Yes, it wasn’t pretty, but it wasn’t “genocide”.
“…the massacre of civilians in the Philippines during the Spanish-American War…”
You mean the Phillipine-American war When you want to trash America, try to get your facts straight:
But remember, ONLY AMERICA IS TO BLAME
PS – “I learned hardly a thing about the Labor Movement until I had a teacher (a conservative one, no less) that assigned reading beyond the textbooks.”
Did your professor tell you how during the first 30-40 years of the 20th century, most of the American unions were RUN FROM THE SOVIET UNION?
Do we need to remind you how many hundreds of millions were enslaved/murdered by Communism?
Let’s remember that we can support troops without condoning the manipulations of the Pentagon and friends. Oh, and today, too.
I wish you were around during Vietnam. Back then, my friends and the rest of our boys would have appreciated the sentiment.
Thanks … I think. Has the nature of wars of aggression changed since ‘back then’?
” condoning the manipulations of the Pentagon and friends.”
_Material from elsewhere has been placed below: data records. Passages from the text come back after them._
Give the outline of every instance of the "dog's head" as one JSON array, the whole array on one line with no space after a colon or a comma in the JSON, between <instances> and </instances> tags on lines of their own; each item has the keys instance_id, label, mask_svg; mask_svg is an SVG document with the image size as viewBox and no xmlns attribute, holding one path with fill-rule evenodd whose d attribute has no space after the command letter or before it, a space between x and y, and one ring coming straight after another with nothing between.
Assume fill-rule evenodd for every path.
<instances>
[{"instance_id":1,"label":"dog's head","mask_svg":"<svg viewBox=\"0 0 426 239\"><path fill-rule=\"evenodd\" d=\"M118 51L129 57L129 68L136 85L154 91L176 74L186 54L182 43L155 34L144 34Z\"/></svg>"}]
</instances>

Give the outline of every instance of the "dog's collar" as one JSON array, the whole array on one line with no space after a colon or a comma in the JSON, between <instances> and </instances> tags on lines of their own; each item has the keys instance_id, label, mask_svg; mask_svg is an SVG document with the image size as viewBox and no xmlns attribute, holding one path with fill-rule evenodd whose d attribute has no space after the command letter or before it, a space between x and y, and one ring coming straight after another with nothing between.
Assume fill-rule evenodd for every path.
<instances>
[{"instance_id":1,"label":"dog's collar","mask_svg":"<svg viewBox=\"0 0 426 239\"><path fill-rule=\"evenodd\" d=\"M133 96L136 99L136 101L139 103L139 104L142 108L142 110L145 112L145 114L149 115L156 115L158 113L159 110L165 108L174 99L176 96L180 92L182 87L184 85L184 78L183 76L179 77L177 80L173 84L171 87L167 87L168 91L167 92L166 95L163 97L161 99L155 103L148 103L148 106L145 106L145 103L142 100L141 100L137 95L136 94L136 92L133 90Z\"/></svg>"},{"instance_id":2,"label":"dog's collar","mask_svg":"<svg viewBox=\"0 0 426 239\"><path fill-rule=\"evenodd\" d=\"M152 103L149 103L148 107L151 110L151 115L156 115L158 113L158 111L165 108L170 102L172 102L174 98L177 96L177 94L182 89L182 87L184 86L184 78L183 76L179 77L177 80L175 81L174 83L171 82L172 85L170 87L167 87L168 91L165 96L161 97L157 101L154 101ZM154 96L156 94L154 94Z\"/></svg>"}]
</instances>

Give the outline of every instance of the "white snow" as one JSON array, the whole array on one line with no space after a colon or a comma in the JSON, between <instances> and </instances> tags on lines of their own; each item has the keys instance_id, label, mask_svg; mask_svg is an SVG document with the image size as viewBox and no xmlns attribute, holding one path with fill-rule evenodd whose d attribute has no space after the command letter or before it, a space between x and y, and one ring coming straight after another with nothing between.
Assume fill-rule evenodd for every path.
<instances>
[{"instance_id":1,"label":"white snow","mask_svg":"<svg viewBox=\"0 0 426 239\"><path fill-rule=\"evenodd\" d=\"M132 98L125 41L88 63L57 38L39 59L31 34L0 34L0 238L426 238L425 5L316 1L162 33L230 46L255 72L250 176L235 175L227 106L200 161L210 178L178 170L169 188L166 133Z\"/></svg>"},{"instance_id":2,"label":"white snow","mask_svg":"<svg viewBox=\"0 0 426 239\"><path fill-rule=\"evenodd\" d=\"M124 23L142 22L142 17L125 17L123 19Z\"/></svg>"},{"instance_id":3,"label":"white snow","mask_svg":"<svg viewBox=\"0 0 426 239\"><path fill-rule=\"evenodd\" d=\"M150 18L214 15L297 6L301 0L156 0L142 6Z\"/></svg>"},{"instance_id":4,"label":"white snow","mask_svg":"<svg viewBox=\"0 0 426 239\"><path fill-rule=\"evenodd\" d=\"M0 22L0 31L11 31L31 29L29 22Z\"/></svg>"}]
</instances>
Yes, those horrible reThuglicans who faked America out over Iraq and WMD’s…
If you like these illustrations there are hundreds available on Google Images. They were used not only in posters, but in print advertising by companies promoting their contributions to the war effort. Some are very moving. And actually, the best of them are highly sophisticated in the way they portray American values and contain no racist or zenophobic messages– among them, for example, Norman Rockwell’s “Four Freedoms” series for the Saturday Evening Post in 1943. It is hardly surprising that these efforts were more persuasive, as racism is not something most Americans wish to celebrate.
However, it requires mentioning that these images were recognized as blatant propaganda even at the time. These are fascinating artifacts of WWII, but not representative of period mores. Mainly, Americans just wanted to win the war and get it over with. People today are attracted to these images because they suggest a moral clarity and unity of purpose that they do not experience as Americans. However, no amount of propaganda is going to recreate that. The unity of purpose was created by a world war, not by skillful propaganda.
I’m sure I never thought I’d have the opportunity to say this, but Magoo is absolutely right.
Today, the skillful propaganda is used to prevent the unity of purpose.